Luckily for savers in this low interest rate environment, the Australian share market is home to a large number of quality dividend shares offering generous yields.
Three dividend shares that I would buy this week are listed below. Here's why I like them:
Super Retail Group Ltd (ASX: SUL)
I think that this retail group would be a great option for investors in search of dividends. Super Retail has continued to grow its bottom line at a solid rate in FY 2019 despite the tough trading conditions being faced by retailers. In the first half the company posted an 8.9% increase in normalised net profit after tax to $81.6 million thanks partly to the strong performance of its outdoor segment. And with the company starting the second half strongly, I expect it to deliver a solid full year result. This is likely to put it in a position to increase its dividend, which currently provides investors with a trailing fully franked 5.9% yield.

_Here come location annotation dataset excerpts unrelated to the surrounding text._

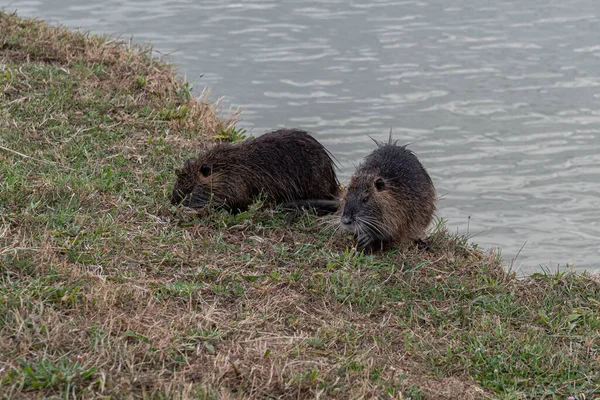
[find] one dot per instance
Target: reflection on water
(501, 103)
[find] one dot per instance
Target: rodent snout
(346, 219)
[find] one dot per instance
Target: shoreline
(107, 290)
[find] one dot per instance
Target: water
(500, 100)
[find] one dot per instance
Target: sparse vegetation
(106, 290)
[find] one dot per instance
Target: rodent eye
(205, 170)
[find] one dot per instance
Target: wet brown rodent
(390, 199)
(286, 165)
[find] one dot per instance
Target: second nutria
(390, 198)
(286, 165)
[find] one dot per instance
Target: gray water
(500, 100)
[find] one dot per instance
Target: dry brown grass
(106, 290)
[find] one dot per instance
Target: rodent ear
(205, 170)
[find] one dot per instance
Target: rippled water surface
(500, 100)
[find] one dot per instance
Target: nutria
(390, 199)
(286, 165)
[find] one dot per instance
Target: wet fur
(285, 166)
(390, 199)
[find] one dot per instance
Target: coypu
(390, 199)
(286, 165)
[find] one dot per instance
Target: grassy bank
(106, 290)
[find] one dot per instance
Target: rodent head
(216, 177)
(192, 185)
(362, 211)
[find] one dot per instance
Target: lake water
(500, 100)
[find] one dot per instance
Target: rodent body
(390, 199)
(286, 165)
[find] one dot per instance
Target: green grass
(106, 290)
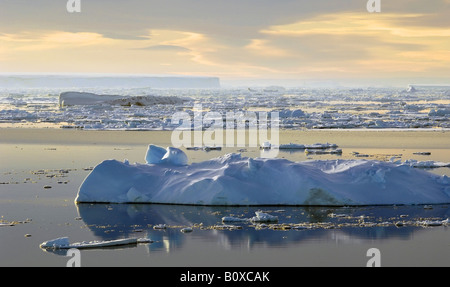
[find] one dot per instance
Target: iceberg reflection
(114, 221)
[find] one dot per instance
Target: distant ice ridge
(236, 180)
(81, 98)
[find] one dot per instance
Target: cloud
(253, 38)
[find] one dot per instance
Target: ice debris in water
(259, 217)
(235, 180)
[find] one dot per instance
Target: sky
(247, 41)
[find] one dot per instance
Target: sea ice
(235, 180)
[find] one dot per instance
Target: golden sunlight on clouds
(330, 45)
(363, 43)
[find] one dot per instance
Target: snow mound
(235, 180)
(170, 156)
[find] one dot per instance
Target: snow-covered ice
(235, 180)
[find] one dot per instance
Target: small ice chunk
(234, 219)
(154, 154)
(263, 217)
(58, 243)
(175, 156)
(187, 230)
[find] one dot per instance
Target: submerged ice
(235, 180)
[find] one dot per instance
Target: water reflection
(114, 221)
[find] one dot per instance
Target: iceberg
(235, 180)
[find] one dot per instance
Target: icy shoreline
(166, 178)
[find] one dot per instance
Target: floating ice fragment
(63, 243)
(263, 217)
(171, 155)
(234, 219)
(187, 230)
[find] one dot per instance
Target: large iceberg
(231, 179)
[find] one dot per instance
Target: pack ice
(235, 180)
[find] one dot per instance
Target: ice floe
(63, 243)
(298, 108)
(235, 180)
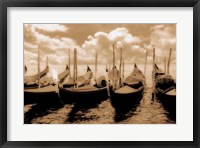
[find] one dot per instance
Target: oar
(96, 60)
(38, 66)
(114, 66)
(120, 68)
(165, 64)
(145, 63)
(170, 52)
(69, 63)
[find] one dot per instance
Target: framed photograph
(105, 73)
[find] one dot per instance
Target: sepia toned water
(148, 111)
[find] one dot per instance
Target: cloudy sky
(54, 41)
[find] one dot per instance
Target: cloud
(103, 43)
(55, 48)
(48, 27)
(162, 38)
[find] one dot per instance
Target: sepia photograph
(99, 73)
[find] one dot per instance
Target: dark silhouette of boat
(84, 93)
(130, 93)
(165, 88)
(47, 92)
(32, 80)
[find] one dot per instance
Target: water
(148, 111)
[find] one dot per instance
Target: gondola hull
(83, 97)
(46, 96)
(125, 102)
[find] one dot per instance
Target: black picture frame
(4, 4)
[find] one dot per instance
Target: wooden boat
(130, 93)
(84, 93)
(47, 92)
(31, 81)
(165, 88)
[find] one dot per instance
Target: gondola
(165, 88)
(84, 93)
(130, 93)
(47, 93)
(31, 81)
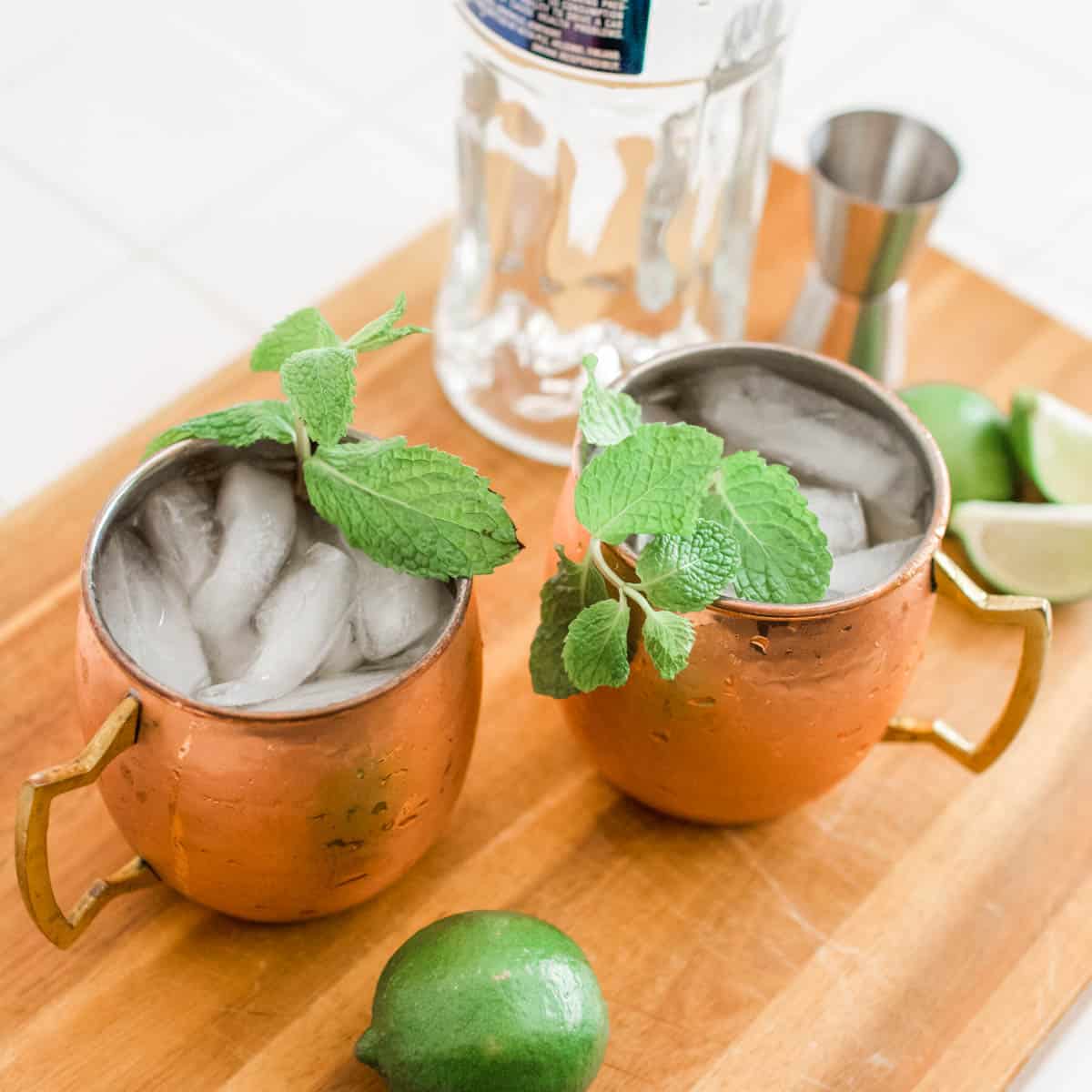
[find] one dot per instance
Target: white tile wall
(169, 183)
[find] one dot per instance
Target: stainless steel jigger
(877, 183)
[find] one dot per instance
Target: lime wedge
(1053, 441)
(1029, 550)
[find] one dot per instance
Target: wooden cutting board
(916, 928)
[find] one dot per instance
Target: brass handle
(32, 827)
(1027, 612)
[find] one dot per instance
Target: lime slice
(973, 437)
(1029, 550)
(1053, 441)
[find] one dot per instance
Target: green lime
(487, 1002)
(972, 435)
(1053, 441)
(1030, 550)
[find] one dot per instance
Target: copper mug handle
(1027, 612)
(32, 827)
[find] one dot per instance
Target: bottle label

Sydney Airport Holdings Pty Ltd (ASX: SYD)
One of my favourite dividend shares on the ASX is the operator of Sydney Airport. I believe it is well-placed to grow its profits at a solid rate over the next decade thanks to increasing global tourism, its position as the main gateway into Australia, and its near-monopoly status. Overall, I believe this will allow the Sydney Airport board to continue increasing its dividend for many years to come. At present its shares offer a trailing 4.9% dividend yield.
Westpac Banking Corp (ASX: WBC)
Although it may be best to wait for Westpac's half year results next week before investing, if there are no nasty surprises in them then I think it would be a great option for income investors. The banking sector may be going through a tough time at present due to the Royal Commission and housing market downturn, but I remain confident that Westpac can still grow its underlying earnings and dividend at a modest rate over the coming years. At present its shares offer an attractive trailing fully franked 6.8% dividend.